En direct
A suivre

Pr Martinet : "L’augmentation est trop modeste"

Plus aucun paquet de cigarettes ne sera vendu en France à moins de 6,10 euros en France. [PIERRE ANDRIEU / AFP]

Aujourd'hui lundi, plus aucun paquet de cigarettes ne sera vendu à moins de 6,10 euros en France, conséquence de la hausse des prix de 6,5% ordonnée par le gouvernement. L’Alliance anti-tabac et son président Yves Martinet veulent aller plus loin.

 

Que pensez-vous de cette augmentation d’au moins 6,5% du prix des paquets ?

Elle est trop modeste, et ne sera pas efficace sur la consommation.

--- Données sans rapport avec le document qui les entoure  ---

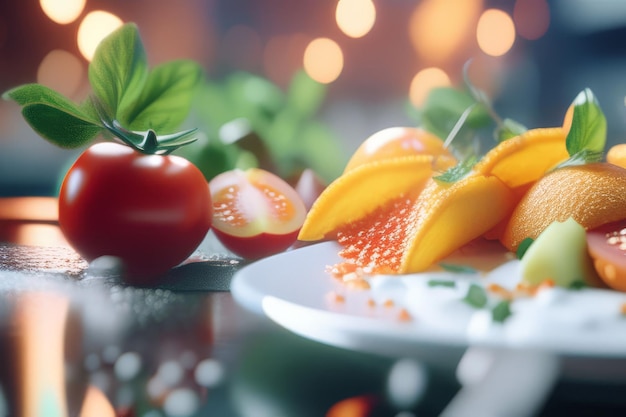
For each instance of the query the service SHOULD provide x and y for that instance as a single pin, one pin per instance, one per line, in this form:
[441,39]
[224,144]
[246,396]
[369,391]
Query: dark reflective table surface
[76,341]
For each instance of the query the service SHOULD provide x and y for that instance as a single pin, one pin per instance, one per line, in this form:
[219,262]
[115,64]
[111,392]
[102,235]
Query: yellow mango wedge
[361,190]
[450,215]
[524,159]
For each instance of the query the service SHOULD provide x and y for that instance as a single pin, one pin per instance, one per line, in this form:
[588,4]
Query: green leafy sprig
[129,100]
[586,139]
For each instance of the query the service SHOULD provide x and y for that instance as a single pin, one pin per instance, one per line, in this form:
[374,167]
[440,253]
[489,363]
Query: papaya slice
[525,158]
[361,190]
[448,216]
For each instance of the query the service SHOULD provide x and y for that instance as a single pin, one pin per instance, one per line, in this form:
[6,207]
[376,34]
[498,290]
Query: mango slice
[525,158]
[449,215]
[361,190]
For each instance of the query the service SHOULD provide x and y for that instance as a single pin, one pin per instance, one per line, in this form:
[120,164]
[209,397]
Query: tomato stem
[147,142]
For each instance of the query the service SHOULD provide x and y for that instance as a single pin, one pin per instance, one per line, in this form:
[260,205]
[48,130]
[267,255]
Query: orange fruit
[523,159]
[617,155]
[395,142]
[362,190]
[448,216]
[592,194]
[412,232]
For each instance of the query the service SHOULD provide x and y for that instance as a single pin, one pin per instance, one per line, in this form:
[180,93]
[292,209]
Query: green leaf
[523,247]
[166,97]
[476,296]
[457,269]
[457,172]
[442,283]
[61,121]
[39,94]
[60,127]
[501,311]
[588,131]
[578,285]
[509,129]
[119,69]
[445,105]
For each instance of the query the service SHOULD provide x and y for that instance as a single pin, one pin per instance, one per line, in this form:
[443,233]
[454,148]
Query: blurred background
[357,65]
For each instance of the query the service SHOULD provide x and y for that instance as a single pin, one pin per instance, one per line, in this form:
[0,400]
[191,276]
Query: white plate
[294,290]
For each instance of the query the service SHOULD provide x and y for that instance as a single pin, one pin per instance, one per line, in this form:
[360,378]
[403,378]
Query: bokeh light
[495,32]
[62,71]
[62,11]
[532,18]
[424,81]
[95,27]
[323,60]
[439,29]
[355,18]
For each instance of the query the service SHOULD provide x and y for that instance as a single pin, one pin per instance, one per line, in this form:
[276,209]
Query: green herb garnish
[129,100]
[476,296]
[501,311]
[442,283]
[523,247]
[457,172]
[586,139]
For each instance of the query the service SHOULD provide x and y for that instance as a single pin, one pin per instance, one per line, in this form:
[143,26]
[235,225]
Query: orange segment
[396,142]
[378,240]
[617,155]
[447,216]
[361,190]
[525,158]
[592,194]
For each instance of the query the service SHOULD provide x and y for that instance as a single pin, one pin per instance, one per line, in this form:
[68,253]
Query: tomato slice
[607,247]
[255,213]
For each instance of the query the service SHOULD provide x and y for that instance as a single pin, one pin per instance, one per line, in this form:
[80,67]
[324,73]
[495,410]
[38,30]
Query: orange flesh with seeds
[378,241]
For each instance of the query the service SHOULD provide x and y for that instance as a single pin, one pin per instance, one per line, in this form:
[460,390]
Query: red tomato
[255,213]
[151,211]
[607,247]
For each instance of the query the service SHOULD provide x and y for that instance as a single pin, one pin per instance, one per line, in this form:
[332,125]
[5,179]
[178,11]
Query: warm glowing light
[62,71]
[440,28]
[41,319]
[495,32]
[532,18]
[323,60]
[95,27]
[355,18]
[96,404]
[424,81]
[352,407]
[62,11]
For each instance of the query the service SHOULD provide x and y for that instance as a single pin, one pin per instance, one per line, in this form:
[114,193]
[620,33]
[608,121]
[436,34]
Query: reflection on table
[74,342]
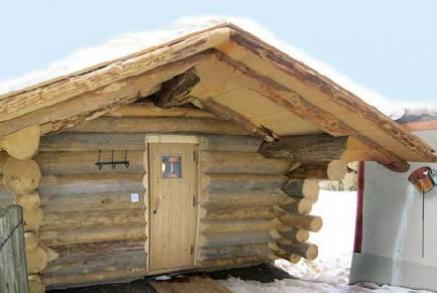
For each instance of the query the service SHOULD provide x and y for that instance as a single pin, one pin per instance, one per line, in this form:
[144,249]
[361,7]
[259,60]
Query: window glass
[171,166]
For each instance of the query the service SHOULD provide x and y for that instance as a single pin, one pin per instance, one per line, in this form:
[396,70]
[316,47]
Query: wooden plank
[77,142]
[13,267]
[194,284]
[148,109]
[241,162]
[159,125]
[173,213]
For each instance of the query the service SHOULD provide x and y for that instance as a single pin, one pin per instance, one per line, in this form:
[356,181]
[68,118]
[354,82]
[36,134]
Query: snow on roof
[132,42]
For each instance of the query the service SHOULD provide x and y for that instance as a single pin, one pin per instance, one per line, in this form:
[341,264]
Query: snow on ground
[330,271]
[132,42]
[298,286]
[335,240]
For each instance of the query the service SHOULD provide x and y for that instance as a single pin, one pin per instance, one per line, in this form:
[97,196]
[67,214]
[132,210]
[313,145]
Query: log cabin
[198,154]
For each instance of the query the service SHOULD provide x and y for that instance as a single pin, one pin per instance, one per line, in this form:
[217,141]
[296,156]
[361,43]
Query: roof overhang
[238,71]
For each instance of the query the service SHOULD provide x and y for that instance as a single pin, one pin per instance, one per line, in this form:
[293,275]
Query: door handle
[155,209]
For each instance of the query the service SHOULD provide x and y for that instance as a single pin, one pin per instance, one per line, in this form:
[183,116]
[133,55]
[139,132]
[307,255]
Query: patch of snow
[335,240]
[237,285]
[133,42]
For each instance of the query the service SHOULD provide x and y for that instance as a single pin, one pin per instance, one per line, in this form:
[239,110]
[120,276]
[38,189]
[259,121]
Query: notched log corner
[176,91]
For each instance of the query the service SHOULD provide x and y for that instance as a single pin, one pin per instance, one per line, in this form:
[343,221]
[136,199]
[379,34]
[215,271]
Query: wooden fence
[13,269]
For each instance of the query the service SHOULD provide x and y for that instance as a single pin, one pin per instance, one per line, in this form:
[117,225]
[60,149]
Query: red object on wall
[359,216]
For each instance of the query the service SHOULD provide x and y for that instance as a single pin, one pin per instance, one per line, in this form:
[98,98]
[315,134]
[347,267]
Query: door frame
[165,138]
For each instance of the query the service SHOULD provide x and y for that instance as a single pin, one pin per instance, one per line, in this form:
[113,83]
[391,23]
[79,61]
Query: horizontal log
[306,188]
[6,196]
[230,143]
[21,176]
[292,234]
[305,250]
[84,202]
[117,261]
[234,251]
[303,148]
[94,277]
[215,240]
[221,182]
[88,235]
[259,198]
[241,162]
[81,219]
[77,142]
[93,183]
[78,252]
[229,226]
[305,222]
[293,258]
[230,262]
[334,170]
[239,213]
[150,110]
[301,206]
[69,163]
[158,125]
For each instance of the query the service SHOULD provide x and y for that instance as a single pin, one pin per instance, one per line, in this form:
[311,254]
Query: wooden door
[173,212]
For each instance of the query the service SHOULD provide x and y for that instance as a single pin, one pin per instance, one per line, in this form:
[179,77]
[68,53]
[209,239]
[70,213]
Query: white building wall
[385,199]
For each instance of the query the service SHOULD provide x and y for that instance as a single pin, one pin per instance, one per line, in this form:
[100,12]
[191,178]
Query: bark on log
[150,110]
[221,182]
[229,262]
[241,162]
[306,188]
[176,91]
[36,260]
[31,240]
[35,284]
[239,213]
[234,251]
[233,238]
[33,218]
[230,143]
[334,170]
[245,198]
[28,200]
[21,176]
[299,206]
[158,125]
[304,148]
[78,142]
[96,277]
[94,183]
[116,261]
[85,202]
[292,234]
[293,258]
[305,250]
[23,144]
[230,226]
[98,218]
[87,235]
[70,163]
[305,222]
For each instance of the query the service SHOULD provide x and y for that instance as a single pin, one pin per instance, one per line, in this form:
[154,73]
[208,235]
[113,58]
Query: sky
[388,46]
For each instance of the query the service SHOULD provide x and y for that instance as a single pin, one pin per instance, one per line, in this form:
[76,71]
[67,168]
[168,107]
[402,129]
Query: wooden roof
[262,85]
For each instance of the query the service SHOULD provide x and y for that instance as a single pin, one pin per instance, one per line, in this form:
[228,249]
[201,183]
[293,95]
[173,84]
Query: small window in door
[171,166]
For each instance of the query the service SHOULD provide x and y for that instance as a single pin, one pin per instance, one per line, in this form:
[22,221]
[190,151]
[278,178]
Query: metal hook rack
[113,162]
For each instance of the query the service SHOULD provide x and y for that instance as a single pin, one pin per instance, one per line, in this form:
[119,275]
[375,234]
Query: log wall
[249,210]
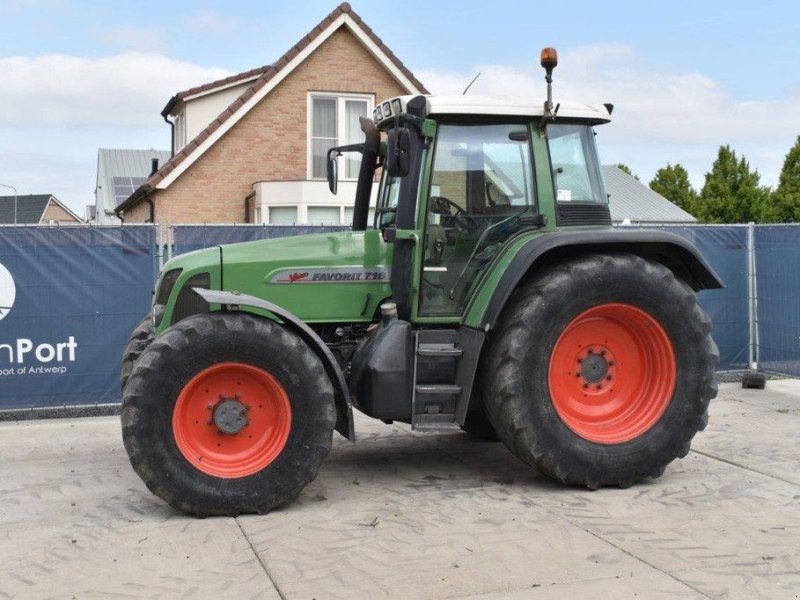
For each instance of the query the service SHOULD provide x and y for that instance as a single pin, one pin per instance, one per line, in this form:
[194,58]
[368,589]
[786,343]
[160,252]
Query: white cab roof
[510,106]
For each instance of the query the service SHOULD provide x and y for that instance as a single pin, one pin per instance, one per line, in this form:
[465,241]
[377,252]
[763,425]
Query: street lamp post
[11,187]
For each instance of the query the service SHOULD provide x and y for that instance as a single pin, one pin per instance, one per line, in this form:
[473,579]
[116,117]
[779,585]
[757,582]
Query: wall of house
[269,143]
[54,212]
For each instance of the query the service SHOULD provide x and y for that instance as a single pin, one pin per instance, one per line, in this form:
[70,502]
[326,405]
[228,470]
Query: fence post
[160,243]
[752,297]
[170,241]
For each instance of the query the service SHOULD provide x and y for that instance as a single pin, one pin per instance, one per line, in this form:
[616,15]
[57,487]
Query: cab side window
[481,186]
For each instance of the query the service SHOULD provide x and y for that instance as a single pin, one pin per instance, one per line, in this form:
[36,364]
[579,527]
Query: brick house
[251,147]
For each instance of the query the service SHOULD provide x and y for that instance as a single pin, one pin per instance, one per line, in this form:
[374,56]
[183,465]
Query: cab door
[481,193]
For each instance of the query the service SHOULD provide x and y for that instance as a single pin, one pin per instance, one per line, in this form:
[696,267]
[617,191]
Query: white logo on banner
[8,291]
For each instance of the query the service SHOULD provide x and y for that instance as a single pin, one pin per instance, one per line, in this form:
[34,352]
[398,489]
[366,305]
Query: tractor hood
[324,278]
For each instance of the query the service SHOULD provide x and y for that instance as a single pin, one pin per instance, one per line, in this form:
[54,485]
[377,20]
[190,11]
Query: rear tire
[140,338]
[173,422]
[601,370]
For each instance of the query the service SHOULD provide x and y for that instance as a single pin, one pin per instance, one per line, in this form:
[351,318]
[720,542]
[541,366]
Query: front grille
[583,214]
[189,302]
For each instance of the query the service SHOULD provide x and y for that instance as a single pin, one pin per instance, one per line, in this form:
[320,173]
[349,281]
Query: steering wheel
[442,206]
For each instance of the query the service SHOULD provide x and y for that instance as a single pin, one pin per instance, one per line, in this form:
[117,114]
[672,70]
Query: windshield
[576,170]
[387,202]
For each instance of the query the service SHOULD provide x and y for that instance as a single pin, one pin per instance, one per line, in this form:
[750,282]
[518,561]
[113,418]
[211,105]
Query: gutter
[140,194]
[171,135]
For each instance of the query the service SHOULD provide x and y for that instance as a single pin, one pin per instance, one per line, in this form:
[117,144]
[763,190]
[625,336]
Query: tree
[626,169]
[731,193]
[784,203]
[672,182]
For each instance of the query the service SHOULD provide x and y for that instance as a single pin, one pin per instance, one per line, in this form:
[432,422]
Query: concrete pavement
[406,515]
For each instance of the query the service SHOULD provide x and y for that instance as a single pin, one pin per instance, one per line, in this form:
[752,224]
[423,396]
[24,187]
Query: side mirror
[398,143]
[333,171]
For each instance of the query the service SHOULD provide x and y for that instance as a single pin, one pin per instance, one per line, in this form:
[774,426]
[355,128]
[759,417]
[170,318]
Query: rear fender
[344,406]
[673,251]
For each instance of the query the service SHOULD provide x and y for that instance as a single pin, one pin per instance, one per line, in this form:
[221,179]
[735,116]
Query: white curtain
[283,215]
[323,133]
[323,215]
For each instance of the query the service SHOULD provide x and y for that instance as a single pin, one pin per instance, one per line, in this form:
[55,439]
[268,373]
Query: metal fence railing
[69,297]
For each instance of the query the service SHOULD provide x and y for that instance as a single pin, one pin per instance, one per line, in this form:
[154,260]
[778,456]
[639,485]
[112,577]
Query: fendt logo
[8,292]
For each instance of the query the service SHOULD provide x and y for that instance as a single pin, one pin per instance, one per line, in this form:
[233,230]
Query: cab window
[576,170]
[481,187]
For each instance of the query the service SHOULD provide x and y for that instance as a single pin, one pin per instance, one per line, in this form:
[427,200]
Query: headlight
[188,302]
[166,284]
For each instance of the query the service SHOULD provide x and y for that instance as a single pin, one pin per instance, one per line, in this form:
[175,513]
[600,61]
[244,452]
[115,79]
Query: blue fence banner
[69,298]
[194,237]
[777,252]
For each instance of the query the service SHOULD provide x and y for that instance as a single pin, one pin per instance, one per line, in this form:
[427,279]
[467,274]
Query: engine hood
[326,277]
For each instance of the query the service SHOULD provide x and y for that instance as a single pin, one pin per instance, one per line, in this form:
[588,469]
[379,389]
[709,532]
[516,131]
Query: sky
[685,77]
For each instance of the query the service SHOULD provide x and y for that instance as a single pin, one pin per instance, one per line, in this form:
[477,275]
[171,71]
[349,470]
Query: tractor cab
[462,176]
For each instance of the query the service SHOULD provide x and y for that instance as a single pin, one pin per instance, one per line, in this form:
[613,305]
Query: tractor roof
[496,105]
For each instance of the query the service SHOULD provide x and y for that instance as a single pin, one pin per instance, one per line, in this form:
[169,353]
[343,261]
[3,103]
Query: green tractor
[490,294]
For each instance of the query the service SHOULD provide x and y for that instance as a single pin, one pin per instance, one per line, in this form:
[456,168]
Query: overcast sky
[685,77]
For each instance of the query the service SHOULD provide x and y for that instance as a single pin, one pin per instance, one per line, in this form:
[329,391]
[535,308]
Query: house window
[323,215]
[334,121]
[282,215]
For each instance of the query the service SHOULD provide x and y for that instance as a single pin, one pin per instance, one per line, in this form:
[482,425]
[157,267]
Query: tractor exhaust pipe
[369,160]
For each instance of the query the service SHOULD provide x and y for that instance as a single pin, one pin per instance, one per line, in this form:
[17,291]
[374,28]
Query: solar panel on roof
[125,186]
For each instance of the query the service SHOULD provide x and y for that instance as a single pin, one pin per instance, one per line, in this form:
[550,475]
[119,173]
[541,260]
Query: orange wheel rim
[612,373]
[232,420]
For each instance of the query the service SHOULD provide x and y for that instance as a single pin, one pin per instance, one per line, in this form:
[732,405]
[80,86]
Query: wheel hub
[230,415]
[594,367]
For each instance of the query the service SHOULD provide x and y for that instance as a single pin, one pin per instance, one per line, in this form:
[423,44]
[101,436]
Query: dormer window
[333,120]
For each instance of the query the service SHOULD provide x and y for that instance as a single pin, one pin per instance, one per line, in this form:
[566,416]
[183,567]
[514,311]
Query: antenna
[464,93]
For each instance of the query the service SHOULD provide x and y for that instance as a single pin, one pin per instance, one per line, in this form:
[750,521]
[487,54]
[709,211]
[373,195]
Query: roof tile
[267,73]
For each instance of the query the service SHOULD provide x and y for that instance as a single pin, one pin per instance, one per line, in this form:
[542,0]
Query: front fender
[344,405]
[671,250]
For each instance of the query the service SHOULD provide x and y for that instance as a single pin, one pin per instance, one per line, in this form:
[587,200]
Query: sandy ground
[406,515]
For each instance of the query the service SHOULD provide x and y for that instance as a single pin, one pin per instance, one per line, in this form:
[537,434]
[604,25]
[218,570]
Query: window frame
[593,163]
[341,99]
[423,209]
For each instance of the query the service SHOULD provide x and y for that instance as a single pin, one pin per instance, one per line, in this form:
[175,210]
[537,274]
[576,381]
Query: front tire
[227,413]
[601,370]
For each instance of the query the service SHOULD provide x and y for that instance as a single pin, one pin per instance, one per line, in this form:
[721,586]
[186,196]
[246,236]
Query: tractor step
[438,422]
[438,388]
[436,391]
[438,350]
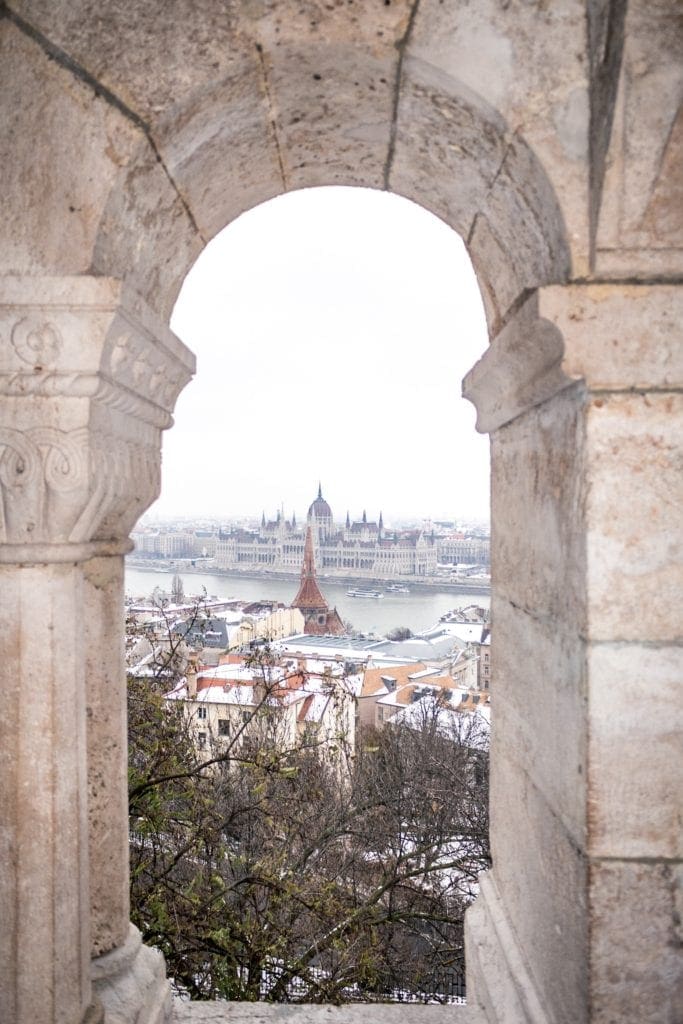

Nous pensons qu’elle devrait être de l’ordre de 10%. Un chiffre qui, en observant ce qui est fait à l’étranger, porte ses fruits. En 2003-2004, sous Jacques Chirac, on a tenté de casser la consommation, avec une hausse globale des prix de 40%. A raison, puisque plus d’1,5 millions de Français ont arrêté de fumer. Les petites hausses successives mises en place depuis ne sont que des effets de rattrapage par rapport à l’inflation.

 

La stagnation du pourcentage de fumeurs en France depuis 10 ans (autour de 30%) est-elle un constat d’échec ?

L’échec, il est dans le contrôle du tabac en France, le contrôle de l’accès au produit. D’une part, l’interdiction de vendre des cigarettes à un jeune de moins de 18 ans n’est pas respectée. N’importe quel adolescent le dira. D’autre part, l’interdiction de publicité pour les cigarettes dans les bureaux de tabac, elle non plus, n’est pas respectée par plus de 90% des vendeurs. Donc en premier lieu, puisqu’il y a des lois, il faudrait d’abord commencer par les faire appliquer.

 

Quelles mesures recommandez-vous en parallèle ?

Nous demandons l’instauration des paquets neutres standardisés, mais également l’obligation de la vente sous le comptoir, pour ne plus avoir les paquets de cigarettes sous les yeux des clients. La Grande-Bretagne a aujourd’hui 20% de fumeurs, l’Australie 19%, le Québec 15%. Comment font-ils ? En appliquant des règles strictes, avec une véritable coordination dans le contrôle du tabac, ce que nous n’avons pas.

 

En haussant les tarifs, l’Etat ne pousse-t-il pas les fumeurs à aller s’approvisionner dans les pays voisins ?

En France, les achats transfrontaliers, en dehors du réseau national des buralistes, représentent 15% du marché. Ils dépendent de deux leviers : la différence de prix avec la France, et bien sûr la distance qui sépare le consommateur de la frontière en question. Mais actuellement, des pays qui attirent les fumeurs, comme l’Espagne et la Belgique, sont dans une stratégie de hausse de tarifs. Ils vont donc être de moins en moins attractifs. Ne resterait alors plus que le Luxembourg.

 

Reste alors le problème de la contrebande….

Elle concerne environ 5% des cigarettes. Mais surtout, contrairement aux idées reçues, elle n’est pas liée à la demande mais bien à l’offre, et donc au crime organisé. Exemple en Europe : dans les pays comme la Lituanie et l’Estonie, où les prix des paquets sont très bas (2,50 euros), la contrebande est très présente. A contrario, en Norvège, où le paquet est à 10 euros, la contrebande est très faible. C’est lié à la tolérance que l’on peut avoir vis-à-vis du crime organisé.

 

Pensez-vous que l’interdiction de fumer dans certains lieux peut être étendue ?

L’idée, c'est de rendre le fait de fumer de moins en moins banal. Certains pays interdisent aujourd’hui de fumer dans une voiture dans laquelle se trouve un enfant, sur les terrasses des cafés, dans les stades, dans les jardins publics. Ca viendra en France.

 

Quel pourcentage de fumeurs dans la population souhaitez-vous atteindre, et en combien de temps ?

On peut espérer, d’ici à cinq ans, tomber à 25% voire approcher les 20% de fumeurs en France. Le gouvernement actuel s’est engagé pour renforcer le contrôle du tabac. Et ce contrôle, on sait comment le faire, mais encore faut-il en avoir l’envie. Les politiques qui n’en ont pas fait assez sont aujourd’hui responsables de dizaines de milliers de morts.